New Stat: Hit Game Rate (HGR)

One of my favorite things to do is come up with stats that look at different things. I have my Runs Created stat that basically considers how many runs you were a part of during a particular season (Runs + RBI – HR). Tonight, I shall go over the Hit Game Rate and see how the current Cardinals team stacks up.

Now what is a Hit Game Rate, you might be asking? Very simply put, a Hit Game is a game in which you get a hit. Hit Game Rate, is how often you get a hit in any given ballgame. This isn’t like batting average where it measures how many hits you get. It simply counts how often you have a ballgame in which you get a hit, whether it be one hit or five hits.

The basic idea of the stat is to gauge whether a person is being consistent or whether their batting average might be inflated by one or two really hot games. After all, Player A who goes 1-for-4 for four nights will have a .250 batting average, but Player B who goes 0-for-4 for three games and then 4-for-4 the last will also have that .250 batting average. Each is a very different player and perceptions of the player will be different.

While the 4-for-4 performance will stick in the mind and bring conclusions of “flashes of brilliance” from fans, would you really rather a guy who will go off every fourth night? Okay, perhaps I’d prefer him if he did it like clockwork, but that’s not likely to happen.

If we go back to our previous example, Player A would have four Hit Games in four games, giving him a 1.000 Hit Game Rate, or HGR. Meanwhile Player B would have just one Hit Game in four games, giving him a .250 HGR.

Think about it this way, if Batting Average is the statistic that tells you how often a player has hit per at bat, HGR tells you how often that player has a hit per game. Each should be fairly important factors when judging the player.

And we all¬†subconsciously¬†track HGR. Player A above will be viewed as a player who is “hitting” while Player B will be a guy who is viewed as “struggling.”

Hopefully the above paragraphs made sense and you have an idea what I’m trying to talk about. So let’s go through and check out the Cardinals’ players and see where they stack up by HGR.

  1. Lance Berkman (1.000, 9/9)
  2. Allen Craig (.833, 10/12)
  3. Jon Jay (.815, 22/27)
  4. Rafael Furcal (.735, 25/34)
  5. Yadier Molina (.727, 24/33)
  6. Matt Holliday (.694, 25/36)
  7. David Freese (.618, 21/34)
  8. Skip Schumaker (.611, 11/18)
  9. Carlos Beltran (.583, 21/36)
  10. Matt Carpenter (.500, 16/32)
  11. Daniel Descalso (.464, 13/28)
  12. Tyler Greene (.440, 11/25)
  13. Tony Cruz (.400, 4/10)
  14. Shane Robinson (.375, 9/24)
  15. Erik Komatsu (.286, 4/14)

Interesting to take note at the two bottom names on that list. Those are the two guys who have been moved off the 25 man roster. Komatsu being waived with the return of Allen Craig to head to Minnesota, and then Shane Robinson being optioned to Memphis when Lance Berkman returned.

It’s also interesting to me to see Carlos Beltran is only 9th on the list and a guy like Matt Holliday is up in 6th. Beltran, of course, is hitting .295 and he has 13 home runs to lead the team and the league. Meanwhile Matt Holliday is hitting just .269, still down from his normal career numbers but up from up from where he was a month ago.

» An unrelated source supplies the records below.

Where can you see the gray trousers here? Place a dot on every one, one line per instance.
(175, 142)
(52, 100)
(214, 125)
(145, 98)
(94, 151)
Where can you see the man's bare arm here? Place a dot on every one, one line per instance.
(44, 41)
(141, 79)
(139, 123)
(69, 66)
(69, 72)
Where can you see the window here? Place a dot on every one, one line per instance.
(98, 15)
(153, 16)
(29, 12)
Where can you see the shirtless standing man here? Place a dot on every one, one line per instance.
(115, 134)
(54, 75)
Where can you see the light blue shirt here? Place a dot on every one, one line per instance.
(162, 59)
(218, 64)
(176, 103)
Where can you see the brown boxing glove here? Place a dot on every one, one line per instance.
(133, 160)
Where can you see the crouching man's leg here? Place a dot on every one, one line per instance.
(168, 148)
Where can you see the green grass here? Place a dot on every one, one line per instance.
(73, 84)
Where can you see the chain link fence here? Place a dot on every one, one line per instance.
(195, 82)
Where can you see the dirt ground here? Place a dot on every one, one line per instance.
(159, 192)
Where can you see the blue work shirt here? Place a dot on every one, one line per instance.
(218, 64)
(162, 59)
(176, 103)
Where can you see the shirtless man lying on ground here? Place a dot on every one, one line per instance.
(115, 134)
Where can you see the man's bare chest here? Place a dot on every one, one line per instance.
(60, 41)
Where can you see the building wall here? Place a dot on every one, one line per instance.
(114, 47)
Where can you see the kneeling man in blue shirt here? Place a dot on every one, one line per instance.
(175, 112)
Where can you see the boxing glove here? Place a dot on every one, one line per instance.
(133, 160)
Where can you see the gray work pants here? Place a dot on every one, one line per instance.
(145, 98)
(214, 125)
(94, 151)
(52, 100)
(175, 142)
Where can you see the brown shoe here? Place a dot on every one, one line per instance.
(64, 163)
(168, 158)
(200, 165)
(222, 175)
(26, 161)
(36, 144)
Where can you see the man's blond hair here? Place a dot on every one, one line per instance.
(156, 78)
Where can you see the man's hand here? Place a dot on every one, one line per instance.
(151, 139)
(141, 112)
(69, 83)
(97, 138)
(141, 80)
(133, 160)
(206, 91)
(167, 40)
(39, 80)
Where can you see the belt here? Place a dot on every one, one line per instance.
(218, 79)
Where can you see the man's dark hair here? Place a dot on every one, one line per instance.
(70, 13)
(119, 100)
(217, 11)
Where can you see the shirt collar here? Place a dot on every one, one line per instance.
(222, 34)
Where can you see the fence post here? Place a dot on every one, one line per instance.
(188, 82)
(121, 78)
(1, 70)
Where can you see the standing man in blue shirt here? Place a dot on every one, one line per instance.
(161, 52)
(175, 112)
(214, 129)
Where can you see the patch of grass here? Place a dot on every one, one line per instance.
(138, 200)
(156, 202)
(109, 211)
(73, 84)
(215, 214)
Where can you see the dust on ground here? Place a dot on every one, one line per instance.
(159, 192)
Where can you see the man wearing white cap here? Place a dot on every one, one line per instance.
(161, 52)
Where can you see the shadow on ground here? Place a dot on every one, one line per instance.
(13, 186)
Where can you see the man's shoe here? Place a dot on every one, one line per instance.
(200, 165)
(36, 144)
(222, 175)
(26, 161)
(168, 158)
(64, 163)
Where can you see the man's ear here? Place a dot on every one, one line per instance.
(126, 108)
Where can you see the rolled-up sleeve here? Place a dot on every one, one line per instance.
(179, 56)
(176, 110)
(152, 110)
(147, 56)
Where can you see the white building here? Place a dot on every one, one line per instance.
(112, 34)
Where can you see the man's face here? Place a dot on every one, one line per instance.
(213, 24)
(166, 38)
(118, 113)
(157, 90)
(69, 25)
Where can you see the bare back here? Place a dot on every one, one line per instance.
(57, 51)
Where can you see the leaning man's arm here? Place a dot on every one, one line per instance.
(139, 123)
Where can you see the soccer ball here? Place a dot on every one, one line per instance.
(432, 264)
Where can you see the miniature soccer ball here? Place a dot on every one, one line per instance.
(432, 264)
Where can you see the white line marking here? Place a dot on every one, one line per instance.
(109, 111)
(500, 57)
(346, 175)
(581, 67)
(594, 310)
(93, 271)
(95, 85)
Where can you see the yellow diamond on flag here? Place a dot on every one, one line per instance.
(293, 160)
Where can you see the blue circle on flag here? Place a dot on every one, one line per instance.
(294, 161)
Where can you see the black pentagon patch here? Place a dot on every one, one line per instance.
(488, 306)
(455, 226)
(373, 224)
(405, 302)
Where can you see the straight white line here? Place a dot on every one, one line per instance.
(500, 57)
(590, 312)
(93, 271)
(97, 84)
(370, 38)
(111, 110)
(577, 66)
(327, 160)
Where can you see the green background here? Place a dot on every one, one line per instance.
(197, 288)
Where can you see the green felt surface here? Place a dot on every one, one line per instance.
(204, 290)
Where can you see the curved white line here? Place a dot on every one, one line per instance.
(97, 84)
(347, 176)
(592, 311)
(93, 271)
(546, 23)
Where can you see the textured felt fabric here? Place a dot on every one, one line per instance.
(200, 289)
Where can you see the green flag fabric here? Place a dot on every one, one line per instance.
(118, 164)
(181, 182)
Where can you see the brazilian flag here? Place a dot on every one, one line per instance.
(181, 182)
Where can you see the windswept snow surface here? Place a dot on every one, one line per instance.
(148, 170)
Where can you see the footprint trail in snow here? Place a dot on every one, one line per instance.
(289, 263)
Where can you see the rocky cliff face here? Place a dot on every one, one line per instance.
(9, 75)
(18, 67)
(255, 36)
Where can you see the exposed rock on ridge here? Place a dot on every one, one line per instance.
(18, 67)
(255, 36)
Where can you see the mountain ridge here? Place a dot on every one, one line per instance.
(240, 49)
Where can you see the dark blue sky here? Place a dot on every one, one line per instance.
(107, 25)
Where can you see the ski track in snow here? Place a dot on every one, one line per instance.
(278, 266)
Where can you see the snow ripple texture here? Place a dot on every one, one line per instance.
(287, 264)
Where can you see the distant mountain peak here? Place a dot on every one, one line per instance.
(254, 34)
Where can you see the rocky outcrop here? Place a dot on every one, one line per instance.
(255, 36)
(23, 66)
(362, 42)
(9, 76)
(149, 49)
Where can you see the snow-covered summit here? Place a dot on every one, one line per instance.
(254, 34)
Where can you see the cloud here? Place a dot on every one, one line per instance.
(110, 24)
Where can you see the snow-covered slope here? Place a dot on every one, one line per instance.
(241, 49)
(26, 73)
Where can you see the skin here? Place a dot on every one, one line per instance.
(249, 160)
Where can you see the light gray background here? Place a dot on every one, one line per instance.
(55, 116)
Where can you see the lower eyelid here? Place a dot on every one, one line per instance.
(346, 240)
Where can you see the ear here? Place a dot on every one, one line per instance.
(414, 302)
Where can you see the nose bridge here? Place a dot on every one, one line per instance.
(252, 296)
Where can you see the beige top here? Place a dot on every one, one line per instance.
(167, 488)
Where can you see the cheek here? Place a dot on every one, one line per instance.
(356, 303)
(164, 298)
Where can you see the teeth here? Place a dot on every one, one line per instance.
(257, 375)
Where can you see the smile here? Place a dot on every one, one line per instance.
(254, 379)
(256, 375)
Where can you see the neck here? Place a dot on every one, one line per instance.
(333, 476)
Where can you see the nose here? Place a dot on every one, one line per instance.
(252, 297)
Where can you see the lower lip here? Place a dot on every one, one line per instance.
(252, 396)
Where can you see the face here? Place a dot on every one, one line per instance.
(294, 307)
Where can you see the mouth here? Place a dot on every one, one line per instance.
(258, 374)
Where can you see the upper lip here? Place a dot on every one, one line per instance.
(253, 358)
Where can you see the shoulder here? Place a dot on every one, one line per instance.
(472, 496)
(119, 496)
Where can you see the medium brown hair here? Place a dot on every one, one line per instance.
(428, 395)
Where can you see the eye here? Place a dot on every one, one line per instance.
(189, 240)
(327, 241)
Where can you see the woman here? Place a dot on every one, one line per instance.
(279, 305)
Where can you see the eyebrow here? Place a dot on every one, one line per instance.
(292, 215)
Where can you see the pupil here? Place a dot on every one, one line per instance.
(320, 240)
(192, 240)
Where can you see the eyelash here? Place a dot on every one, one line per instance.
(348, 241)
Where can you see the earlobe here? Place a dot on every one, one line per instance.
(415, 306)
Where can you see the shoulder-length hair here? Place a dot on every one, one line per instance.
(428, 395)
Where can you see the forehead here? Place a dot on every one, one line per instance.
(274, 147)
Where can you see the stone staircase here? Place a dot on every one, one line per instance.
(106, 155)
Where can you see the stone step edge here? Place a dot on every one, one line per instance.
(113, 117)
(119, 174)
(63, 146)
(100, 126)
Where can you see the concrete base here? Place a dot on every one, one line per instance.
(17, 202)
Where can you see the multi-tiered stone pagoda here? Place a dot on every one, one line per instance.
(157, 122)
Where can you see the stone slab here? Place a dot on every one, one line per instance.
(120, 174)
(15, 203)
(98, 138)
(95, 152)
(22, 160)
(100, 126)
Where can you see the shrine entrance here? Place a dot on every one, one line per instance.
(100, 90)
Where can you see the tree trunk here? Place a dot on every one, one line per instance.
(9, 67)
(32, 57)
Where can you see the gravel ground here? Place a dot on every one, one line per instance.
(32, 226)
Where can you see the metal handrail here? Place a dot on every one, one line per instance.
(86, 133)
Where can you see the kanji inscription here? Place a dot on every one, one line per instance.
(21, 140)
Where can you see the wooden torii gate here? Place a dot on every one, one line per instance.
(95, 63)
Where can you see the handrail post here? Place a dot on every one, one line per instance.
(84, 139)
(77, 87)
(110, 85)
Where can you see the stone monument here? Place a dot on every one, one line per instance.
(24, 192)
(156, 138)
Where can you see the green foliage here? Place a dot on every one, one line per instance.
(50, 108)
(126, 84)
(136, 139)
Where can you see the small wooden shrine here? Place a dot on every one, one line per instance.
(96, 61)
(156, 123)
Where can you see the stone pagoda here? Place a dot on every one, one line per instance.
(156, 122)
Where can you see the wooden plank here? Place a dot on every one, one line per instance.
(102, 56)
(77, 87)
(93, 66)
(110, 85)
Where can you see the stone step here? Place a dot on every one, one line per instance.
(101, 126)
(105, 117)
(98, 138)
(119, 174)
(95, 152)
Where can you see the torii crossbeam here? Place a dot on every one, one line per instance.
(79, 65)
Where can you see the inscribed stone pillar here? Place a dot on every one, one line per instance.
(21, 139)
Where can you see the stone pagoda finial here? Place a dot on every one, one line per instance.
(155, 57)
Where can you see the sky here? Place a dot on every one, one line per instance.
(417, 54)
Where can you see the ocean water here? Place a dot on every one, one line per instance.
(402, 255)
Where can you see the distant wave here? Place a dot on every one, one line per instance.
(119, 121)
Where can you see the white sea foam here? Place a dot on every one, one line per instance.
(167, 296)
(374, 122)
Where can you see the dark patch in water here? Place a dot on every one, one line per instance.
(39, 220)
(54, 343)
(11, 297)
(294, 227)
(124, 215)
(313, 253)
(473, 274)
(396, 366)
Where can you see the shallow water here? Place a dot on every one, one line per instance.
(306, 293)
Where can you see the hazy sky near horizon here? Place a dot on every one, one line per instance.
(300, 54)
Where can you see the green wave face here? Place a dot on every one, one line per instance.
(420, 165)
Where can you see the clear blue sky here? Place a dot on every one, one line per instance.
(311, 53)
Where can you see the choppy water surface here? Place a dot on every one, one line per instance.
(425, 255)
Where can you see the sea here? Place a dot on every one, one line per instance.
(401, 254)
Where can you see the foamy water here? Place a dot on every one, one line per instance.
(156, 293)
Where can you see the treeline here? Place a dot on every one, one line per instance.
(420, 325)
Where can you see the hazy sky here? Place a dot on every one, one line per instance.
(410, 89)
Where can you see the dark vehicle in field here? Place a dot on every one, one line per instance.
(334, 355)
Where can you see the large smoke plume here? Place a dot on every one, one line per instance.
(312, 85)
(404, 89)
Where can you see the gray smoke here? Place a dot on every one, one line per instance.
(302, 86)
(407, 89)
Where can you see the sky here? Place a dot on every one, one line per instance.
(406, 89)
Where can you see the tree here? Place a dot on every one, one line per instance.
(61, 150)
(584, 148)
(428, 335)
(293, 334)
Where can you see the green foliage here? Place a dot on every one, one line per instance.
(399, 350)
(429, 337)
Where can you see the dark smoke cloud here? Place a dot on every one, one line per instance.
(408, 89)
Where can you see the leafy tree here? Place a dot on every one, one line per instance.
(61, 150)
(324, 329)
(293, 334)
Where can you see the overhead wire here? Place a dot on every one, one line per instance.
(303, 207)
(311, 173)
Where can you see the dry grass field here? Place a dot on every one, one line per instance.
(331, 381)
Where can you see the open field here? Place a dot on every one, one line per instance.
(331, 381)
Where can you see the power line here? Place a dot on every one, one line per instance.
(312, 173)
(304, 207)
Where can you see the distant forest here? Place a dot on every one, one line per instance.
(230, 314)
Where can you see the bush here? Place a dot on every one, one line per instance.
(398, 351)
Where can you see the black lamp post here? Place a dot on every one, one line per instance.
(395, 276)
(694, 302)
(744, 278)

The top two spots are held by Berkman and Craig, which is to be expected to a point, they have a smaller sample size. Both have been pretty hot. Berkman has gotten a hit in all 9 games he’s played this season, the 7 before the DL trip and the 2 afterwards. Meanwhile Craig has hit in all but 2 games this season.

Having Jay and Furcal basically leading the larger sample sized players isn’t that big of a surprise. The two of them have had crazy high batting averages and ultimately a fairly high batting average will correlate with a high HGR, as will a fairly low batting average with a low HGR, but comparing two guys with similar batting averages it will tell you who hits more often.

I think I’ll have to revisit this as the sample sizes grow larger and see how they correlate with the general fan sentiment towards a player.

It’s maybe not in-depth and I’m probably not up for any award for contributions to baseball, but it’s one of my fun little stats that I like to compute to help me determine a player’s performance value.